Injera (Ethiopian Flatbread)

Posted On April 7, 2022
Categories: Recipes, View All


Injera is a soft, thin pancake-like flatbread made from fermented teff batter. A staple food in Ethiopia, the bread is typically used for scooping stews, meat, and vegetables like Doro Wat, Gomen, and Kik Alicha (all three of which are featured on our blog this week!). Our weekly sale from April 7th – 13th celebrates the cuisine of Ethiopia and you’ll find Bob’s Red Mill teff flour featured in the sale, which is all you’ll need to make this traditional flatbread. Much like sourdough bread, injera is a product of fermentation, so while the steps and ingredients are simple, you’ll need to plan ahead by starting the fermentation of the batter 4 days before you’d like to prepare the injera. The resulting bread is naturally gluten-free and the fermentation process improves the digestibility and bioavailability of the nutrients present in the teff flour.

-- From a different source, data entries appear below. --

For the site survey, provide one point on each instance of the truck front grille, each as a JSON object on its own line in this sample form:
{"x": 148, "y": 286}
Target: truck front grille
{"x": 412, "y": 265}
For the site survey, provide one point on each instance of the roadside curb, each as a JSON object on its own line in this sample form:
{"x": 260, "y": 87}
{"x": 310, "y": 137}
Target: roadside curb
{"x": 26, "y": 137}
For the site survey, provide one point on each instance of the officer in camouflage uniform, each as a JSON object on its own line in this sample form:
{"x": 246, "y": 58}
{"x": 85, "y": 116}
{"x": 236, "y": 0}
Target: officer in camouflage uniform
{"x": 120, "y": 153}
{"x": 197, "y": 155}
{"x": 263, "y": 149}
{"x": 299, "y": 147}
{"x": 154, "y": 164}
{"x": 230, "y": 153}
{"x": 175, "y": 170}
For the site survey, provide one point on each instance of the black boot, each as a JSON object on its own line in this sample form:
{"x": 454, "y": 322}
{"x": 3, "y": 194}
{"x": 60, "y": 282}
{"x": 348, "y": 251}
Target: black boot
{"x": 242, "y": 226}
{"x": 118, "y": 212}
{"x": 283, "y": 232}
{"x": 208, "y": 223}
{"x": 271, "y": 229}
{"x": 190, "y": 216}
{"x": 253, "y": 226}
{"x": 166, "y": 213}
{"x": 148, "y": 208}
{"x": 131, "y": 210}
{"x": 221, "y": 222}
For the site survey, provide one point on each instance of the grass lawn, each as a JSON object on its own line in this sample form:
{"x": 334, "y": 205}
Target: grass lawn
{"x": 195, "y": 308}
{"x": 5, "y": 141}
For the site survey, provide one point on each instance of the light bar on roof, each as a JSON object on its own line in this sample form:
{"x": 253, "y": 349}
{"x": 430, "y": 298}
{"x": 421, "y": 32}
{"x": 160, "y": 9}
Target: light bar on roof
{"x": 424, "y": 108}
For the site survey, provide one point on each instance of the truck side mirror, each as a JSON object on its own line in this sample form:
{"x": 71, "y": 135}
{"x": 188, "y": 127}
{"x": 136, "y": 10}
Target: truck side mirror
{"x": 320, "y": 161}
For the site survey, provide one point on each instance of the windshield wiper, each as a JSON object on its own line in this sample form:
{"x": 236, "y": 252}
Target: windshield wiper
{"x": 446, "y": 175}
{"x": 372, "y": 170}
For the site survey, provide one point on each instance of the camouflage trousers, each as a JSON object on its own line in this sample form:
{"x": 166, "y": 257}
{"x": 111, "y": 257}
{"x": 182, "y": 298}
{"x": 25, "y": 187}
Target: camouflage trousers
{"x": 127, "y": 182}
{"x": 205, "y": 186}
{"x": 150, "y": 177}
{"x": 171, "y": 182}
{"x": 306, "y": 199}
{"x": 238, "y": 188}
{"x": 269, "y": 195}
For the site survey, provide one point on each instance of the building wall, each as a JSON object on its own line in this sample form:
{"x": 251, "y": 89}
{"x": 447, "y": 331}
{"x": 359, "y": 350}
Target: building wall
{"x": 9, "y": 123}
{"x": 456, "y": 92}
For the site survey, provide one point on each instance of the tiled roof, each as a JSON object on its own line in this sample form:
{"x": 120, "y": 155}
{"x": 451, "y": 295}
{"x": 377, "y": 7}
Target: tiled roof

4 to 5 days before you’d like to make injera, combine teff flour and water in a large non-reactive bowl. Cover loosely with plastic wrap or Bee’s Wrap and let the mixture sit undisturbed at room temperature for 4-5 days (the longer it ferments, the deeper the flavor). The mixture will be fizzy, the color will be very dark, and, depending on the humidity, a layer of aerobic yeast will have formed on the top (aerobic yeast is a normal result of fermentation). Pour off the aerobic yeast and as much of the liquid as possible. A clay-like batter will remain. Give it a good stir. In a small saucepan, bring 1 cup of water to a boil. Stir in 1/2 cup of the injera batter, whisking constantly until it is thickened. This will happen pretty quickly. Then stir the cooked/thickened batter back into the original fermented batter. Add some water to the batter to thin it out to the consistency of crepe batter. The batter will have a sweet-soured nutty smell. Heat a non-stick skillet over medium heat. Depending on how good your non-stick pan is, you may need to very lightly spray it with some oil. Spread the bottom of the skillet with the injera batter – not as thin as crepes but not as thick as traditional pancakes. Allow the injera to bubble and let the bubbles pop. Once the bubbles have popped, place a lid on top of the pan and turn off the heat. Let the injera steam cook for a couple or so more minutes until cooked through. Be careful not to overcook the injera or they will become gummy and soggy. Remove the injera with a spatula and repeat.